Tutti odiano il club (tranne James Harden) - Montague Ep. 08
Nel corso dell'oramai (per i lettori "Montague") celebre intervista/profilo del New Yorker, Donald Glover, parlando delle ragioni per cui aveva realizzato Atlanta, disse: «Voglio che i bianchi sperimentino davvero il razzismo, che sentano com'è essere neri in America. La gente viene ad Atlanta per gli strip club, per la musica e per stare bene, ma la parte cruda della storia è che tutte quelle persone che incontrano non stanno tutto il giorno a fumare erba perché fuori il tempo è bello, ma perché sono affette da PTSD. Ogni persona nera in America lo è». Se Atlanta voleva offrire la miglior rappresentazione veritiera di Atlanta, non poteva quindi prescindere dagli strip club. Non a caso una parte considerevole dello show si svolge all'interno o nei dintorni di uno strip club: come ha scritto Christina Lee su The Village Voice, Atlanta è l'unico show televisivo davvero onesto sugli strip club: «A differenza di altre rappresentazioni della cultura pop degli strip club di Atlanta, dove i soldi non sembrano mai un problema, lo spettacolo di Glover ci rende dolorosamente consapevoli del costo di uno strip club». Nel profondo, tutti odiano i club.

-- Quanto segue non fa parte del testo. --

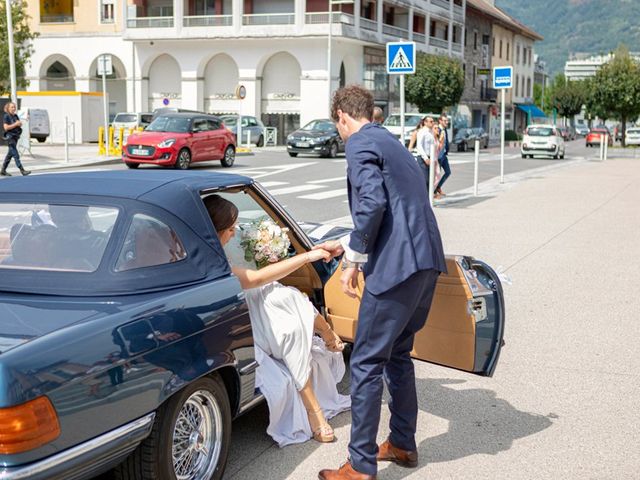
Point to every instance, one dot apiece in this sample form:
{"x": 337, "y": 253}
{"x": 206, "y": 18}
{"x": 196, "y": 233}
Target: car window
{"x": 149, "y": 242}
{"x": 54, "y": 237}
{"x": 170, "y": 124}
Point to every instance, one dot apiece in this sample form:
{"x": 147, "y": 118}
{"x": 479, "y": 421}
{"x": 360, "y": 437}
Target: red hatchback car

Ciao, bentornati su "Montague", una newsletter di Francesco Abazia (che sarei io) in cui ogni due settimane, partendo da un episodio di Atlanta, si prova (o meglio, io provo) a raccontare qualcosa sull'America o sulla black culture. Ogni tanto, come capitato di recente, potreste trovarci qualcosa di diverso, ma comunque in qualche modo collegato ai temi di cui sopra.

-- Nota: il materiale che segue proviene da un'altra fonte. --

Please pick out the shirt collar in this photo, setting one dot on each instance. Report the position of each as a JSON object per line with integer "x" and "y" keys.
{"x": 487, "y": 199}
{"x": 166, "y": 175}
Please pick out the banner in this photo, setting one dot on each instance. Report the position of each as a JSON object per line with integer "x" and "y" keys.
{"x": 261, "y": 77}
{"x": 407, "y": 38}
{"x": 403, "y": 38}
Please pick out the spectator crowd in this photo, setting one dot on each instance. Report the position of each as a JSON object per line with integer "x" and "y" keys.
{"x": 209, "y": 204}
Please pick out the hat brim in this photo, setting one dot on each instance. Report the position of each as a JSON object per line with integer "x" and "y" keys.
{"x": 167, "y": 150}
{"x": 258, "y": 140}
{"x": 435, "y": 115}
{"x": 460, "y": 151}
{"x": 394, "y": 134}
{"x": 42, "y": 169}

Siete nuovi? Qui potete rileggere tutto quello che è successo in "Montague", compreso il motivo per cui questa newsletter si chiama "Montague e un mini podcast, sempre partendo da Donald Glover e da Atlanta.
Partiamo? Direi di sì, nel frattempo non dimenticate di inoltrare questa mail agli amici e/o invitarli a iscriversi a Montague inviando questo link. È in arrivo anche la seconda stagione con tantissime sorprese.
Sei sei al club significa che, nel profondo, vuoi davvero essere al club
La storica vittoria di Joe Biden in Georgia, quelle di Jon Ossoff e soprattutto di Raphael Warnock - il primo afroamericano ad essere nominato senatore in Georgia - ai ballottaggi per il Senato sono tutte, in buona parte, attribuibili a un fenomeno: l'enorme aumento degli "elegible voters" afroamericani nello stato. Secondo il Pew Research Center infatti, dal 2000 al 2019 quel numero è cresciuto di più del 48%, un fatto straordinario, merito del lavoro di persone come Stacey Abrams, e di una mobilitazione generale dal basso che ha incentivo gli abitanti afroamericani della Georgia, che sono quasi tutti concentrati ad Atlanta, ad andare a votare. In mezzo a questa massiccia campagna c'è stato anche "Get Your Booty to the Poll" (ne avevamo già parlato in "Montague") uno dei più virali "voting video" degli ultimi anni, in cui le ragioni per andare a votare erano direttamente spiegate dalle stripper. Il video era stato diretto da Angela Barnes con la voce di Stephen Glover, due delle persone che collaborano con Donald Glover alla realizzazione di Atlanta. Intervistata sul perché avesse deciso di incentrare il video sul tema, Barnes ha risposto: «Atlanta ha una vera e propria strip club culture. Le persone vanno agli appuntamenti negli strip club, le persone si sposano e danno funerali negli strip club. La gente non va negli strip club solo per vedere persone nude. Ci va per le vibrazioni che il posto trasmette».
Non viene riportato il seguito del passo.